# 8th ed confirmed!



## Barnster (Feb 11, 2010)

I don't know if this has been seen already but gw just sent me an email

The important paragraph

_Warhammer, the Game of Fantasy Battles will be released in July. The preparation for this date has been a time of great excitement here in the Studio as we have lavished detail, care and attention onto the rulebook and the fantastic Citadel miniatures range that it accompanies._

There we go now lets see whats in the set!!!!!


----------



## Masked Jackal (Dec 16, 2009)

I haven't gotten any e-mail like this. Was this e-mail received recently?


----------



## Barnster (Feb 11, 2010)

About 1 hour ago, what country are you in? may be a region thing?


----------



## Masked Jackal (Dec 16, 2009)

I just received it, anyways, this should be in the News and Rumors forum.


----------



## maddermax (May 12, 2008)

Masked Jackal said:


> I just received it, anyways, this should be in the News and Rumors forum.

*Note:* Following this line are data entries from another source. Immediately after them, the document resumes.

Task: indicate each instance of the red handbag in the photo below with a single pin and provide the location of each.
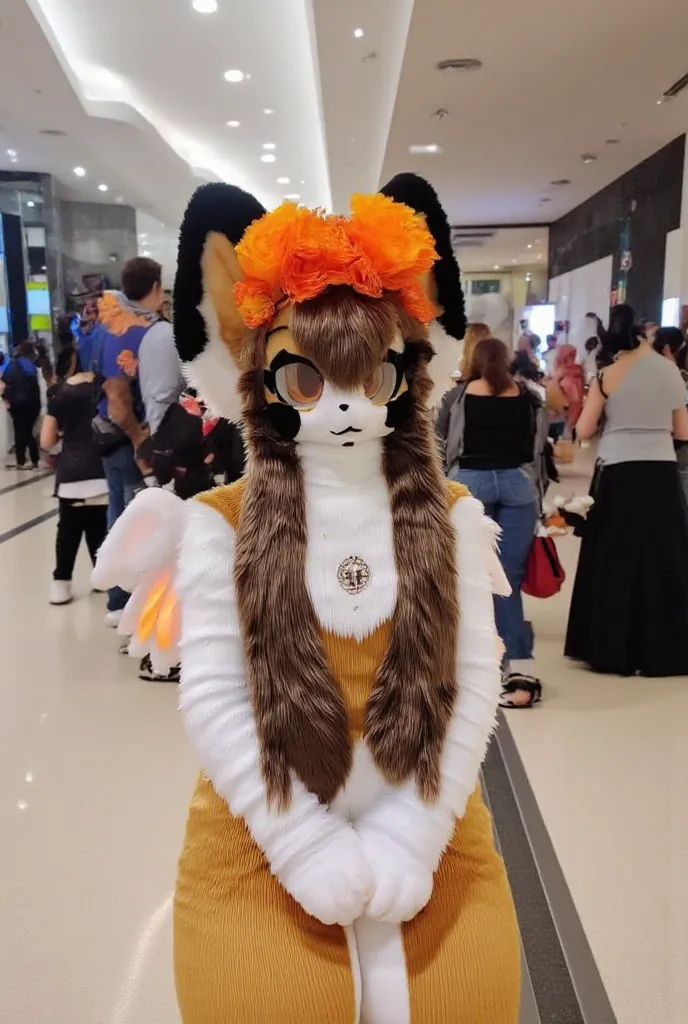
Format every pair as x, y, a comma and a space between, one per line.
544, 572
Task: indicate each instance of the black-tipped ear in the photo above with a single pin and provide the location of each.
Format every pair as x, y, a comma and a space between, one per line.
217, 209
421, 197
208, 328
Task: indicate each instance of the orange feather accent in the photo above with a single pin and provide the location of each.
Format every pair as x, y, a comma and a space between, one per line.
152, 607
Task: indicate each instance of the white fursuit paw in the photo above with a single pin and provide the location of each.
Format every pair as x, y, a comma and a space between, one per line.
402, 883
335, 882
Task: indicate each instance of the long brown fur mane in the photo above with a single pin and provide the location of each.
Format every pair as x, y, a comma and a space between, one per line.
300, 713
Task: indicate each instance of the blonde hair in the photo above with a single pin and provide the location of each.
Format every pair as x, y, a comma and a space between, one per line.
474, 334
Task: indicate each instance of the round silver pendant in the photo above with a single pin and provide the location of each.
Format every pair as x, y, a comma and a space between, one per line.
353, 574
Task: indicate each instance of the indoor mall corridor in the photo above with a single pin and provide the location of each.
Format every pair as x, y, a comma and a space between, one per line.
95, 776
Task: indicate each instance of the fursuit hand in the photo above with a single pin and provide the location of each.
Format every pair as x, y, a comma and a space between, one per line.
402, 882
333, 882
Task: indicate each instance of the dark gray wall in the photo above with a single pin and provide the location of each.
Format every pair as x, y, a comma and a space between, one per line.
647, 200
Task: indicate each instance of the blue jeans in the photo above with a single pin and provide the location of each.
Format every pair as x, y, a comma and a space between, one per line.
509, 498
123, 477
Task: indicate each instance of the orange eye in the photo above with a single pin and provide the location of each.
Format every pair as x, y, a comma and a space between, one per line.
383, 384
299, 384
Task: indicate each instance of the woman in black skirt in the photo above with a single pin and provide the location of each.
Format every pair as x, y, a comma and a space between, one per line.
630, 606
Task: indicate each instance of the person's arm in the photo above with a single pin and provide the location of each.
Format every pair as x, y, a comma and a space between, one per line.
589, 421
403, 836
312, 851
49, 432
680, 425
159, 373
121, 409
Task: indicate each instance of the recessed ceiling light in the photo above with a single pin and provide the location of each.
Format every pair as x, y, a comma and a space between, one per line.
432, 148
460, 64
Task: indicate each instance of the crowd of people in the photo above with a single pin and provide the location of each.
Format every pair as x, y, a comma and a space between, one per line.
118, 417
626, 391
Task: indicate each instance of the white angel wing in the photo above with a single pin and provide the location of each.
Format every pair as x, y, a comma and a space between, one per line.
501, 586
140, 556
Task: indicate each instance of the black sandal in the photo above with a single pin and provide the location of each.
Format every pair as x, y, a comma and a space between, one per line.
528, 684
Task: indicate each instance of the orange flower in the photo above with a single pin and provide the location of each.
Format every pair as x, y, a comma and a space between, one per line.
417, 304
127, 363
255, 306
394, 239
298, 253
261, 251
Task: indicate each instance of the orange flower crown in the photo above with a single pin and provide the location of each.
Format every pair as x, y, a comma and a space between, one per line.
297, 253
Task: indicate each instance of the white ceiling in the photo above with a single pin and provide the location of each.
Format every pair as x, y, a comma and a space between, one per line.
501, 249
137, 86
558, 80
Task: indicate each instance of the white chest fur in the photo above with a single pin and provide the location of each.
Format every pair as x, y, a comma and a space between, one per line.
349, 518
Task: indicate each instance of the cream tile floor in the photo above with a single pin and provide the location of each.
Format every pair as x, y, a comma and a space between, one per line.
95, 775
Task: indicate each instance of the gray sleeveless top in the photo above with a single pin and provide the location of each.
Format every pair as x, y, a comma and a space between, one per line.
639, 413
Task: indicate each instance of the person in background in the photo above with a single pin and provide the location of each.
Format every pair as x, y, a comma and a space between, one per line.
550, 354
22, 395
590, 359
630, 604
474, 333
490, 449
670, 342
569, 377
80, 480
135, 358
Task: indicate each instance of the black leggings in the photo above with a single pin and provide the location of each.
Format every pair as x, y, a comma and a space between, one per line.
77, 519
24, 422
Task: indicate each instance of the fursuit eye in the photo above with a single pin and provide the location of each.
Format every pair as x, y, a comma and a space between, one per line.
383, 384
299, 384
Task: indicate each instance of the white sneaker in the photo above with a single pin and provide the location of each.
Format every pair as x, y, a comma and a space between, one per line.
60, 592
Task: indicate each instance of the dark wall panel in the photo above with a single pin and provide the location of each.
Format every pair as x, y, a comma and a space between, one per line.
635, 212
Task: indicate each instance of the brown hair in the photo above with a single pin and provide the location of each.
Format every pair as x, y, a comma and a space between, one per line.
491, 361
139, 276
300, 713
474, 333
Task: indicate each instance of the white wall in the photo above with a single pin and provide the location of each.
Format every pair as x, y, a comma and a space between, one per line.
583, 291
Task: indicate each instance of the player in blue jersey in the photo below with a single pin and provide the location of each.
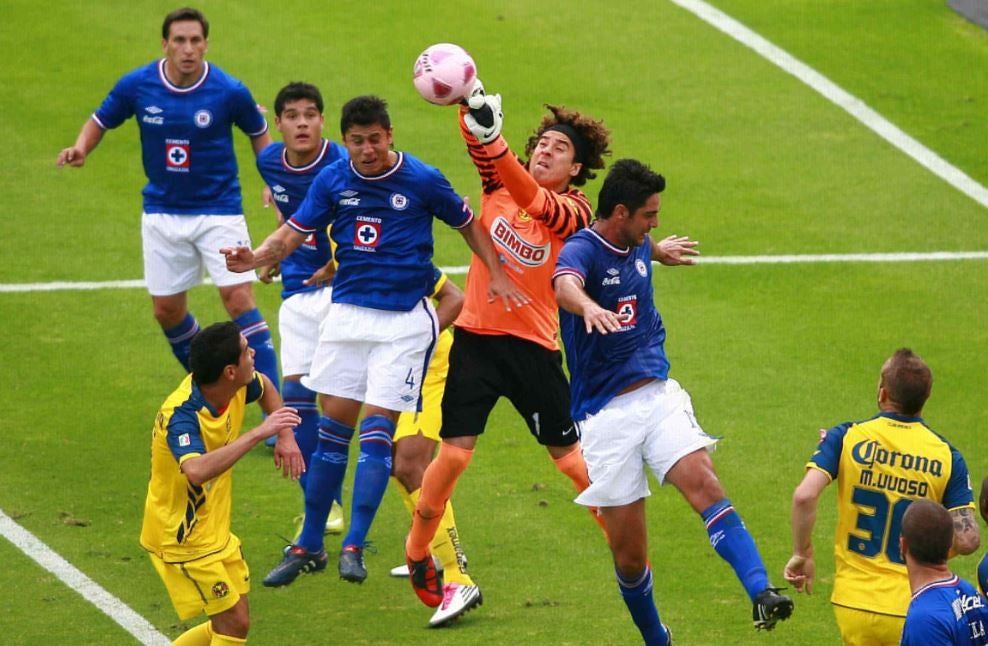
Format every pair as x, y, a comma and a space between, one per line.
185, 109
629, 412
376, 340
880, 465
944, 608
288, 169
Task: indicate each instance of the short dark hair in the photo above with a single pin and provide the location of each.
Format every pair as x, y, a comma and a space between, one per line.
596, 139
364, 110
213, 349
908, 381
629, 182
297, 91
185, 14
929, 531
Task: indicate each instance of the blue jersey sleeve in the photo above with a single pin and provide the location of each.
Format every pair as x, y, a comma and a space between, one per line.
317, 210
184, 436
246, 114
827, 454
255, 388
446, 204
118, 106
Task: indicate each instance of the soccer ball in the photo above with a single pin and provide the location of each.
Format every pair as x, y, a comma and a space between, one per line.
444, 74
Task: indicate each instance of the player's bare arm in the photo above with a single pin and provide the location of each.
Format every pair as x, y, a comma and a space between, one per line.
500, 286
274, 249
571, 296
967, 536
801, 570
89, 137
207, 466
675, 250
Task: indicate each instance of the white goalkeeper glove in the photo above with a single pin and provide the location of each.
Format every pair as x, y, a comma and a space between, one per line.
485, 117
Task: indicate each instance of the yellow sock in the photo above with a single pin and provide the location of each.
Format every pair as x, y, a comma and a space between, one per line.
445, 544
226, 640
197, 636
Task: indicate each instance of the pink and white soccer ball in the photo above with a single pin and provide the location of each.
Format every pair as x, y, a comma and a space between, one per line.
444, 73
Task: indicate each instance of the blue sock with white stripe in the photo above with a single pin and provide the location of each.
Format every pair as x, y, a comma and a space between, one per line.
733, 542
180, 338
303, 400
371, 480
255, 328
637, 595
326, 472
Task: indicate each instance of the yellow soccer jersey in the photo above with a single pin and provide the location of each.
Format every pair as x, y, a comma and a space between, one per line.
881, 465
181, 521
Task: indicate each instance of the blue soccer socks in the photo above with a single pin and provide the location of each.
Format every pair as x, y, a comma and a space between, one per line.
371, 479
255, 328
180, 338
326, 471
637, 595
732, 541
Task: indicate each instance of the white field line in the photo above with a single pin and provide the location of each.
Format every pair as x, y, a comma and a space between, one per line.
833, 93
11, 288
114, 608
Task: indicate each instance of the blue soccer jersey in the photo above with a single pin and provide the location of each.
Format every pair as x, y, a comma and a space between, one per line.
382, 226
289, 185
186, 136
620, 280
881, 465
946, 612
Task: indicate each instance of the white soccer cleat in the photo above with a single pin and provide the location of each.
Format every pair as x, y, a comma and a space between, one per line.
457, 600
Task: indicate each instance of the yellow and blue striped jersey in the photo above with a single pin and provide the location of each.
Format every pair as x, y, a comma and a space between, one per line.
183, 522
881, 465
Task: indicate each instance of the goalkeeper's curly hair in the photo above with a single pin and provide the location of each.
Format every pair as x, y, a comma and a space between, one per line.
593, 131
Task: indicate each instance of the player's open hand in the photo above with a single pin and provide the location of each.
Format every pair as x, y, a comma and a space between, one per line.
509, 293
675, 250
800, 571
597, 318
71, 156
238, 259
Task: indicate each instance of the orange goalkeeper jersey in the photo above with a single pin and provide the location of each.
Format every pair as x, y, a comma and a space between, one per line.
528, 225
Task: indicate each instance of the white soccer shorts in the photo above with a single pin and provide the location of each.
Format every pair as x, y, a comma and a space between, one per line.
298, 323
178, 248
374, 356
653, 425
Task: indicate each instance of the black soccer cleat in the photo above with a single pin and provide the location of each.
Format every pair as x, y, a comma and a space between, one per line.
770, 608
297, 560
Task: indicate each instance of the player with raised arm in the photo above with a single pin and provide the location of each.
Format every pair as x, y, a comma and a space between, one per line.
378, 335
288, 169
185, 109
630, 413
880, 465
195, 442
944, 609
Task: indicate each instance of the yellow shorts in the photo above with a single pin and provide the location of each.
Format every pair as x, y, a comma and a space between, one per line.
429, 421
210, 585
863, 628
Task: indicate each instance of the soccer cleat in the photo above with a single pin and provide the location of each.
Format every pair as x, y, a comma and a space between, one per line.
352, 564
297, 560
770, 607
426, 581
401, 571
335, 523
457, 600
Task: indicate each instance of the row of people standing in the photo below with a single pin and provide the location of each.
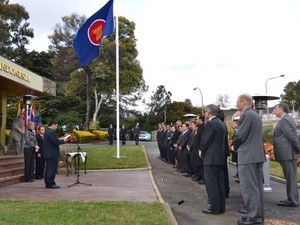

It's up there now - 8th has been confirmed in an "Incoming!" article. Check out the thread here (link).

Oh, and Woot!


----------



## stevenhassell (Aug 5, 2009)

nice!!! I cant wait to advance order im going to get like three books for my group.


----------



## The_Lone_Wolf (Jan 8, 2010)

its on Gw's website, click on astronomican


----------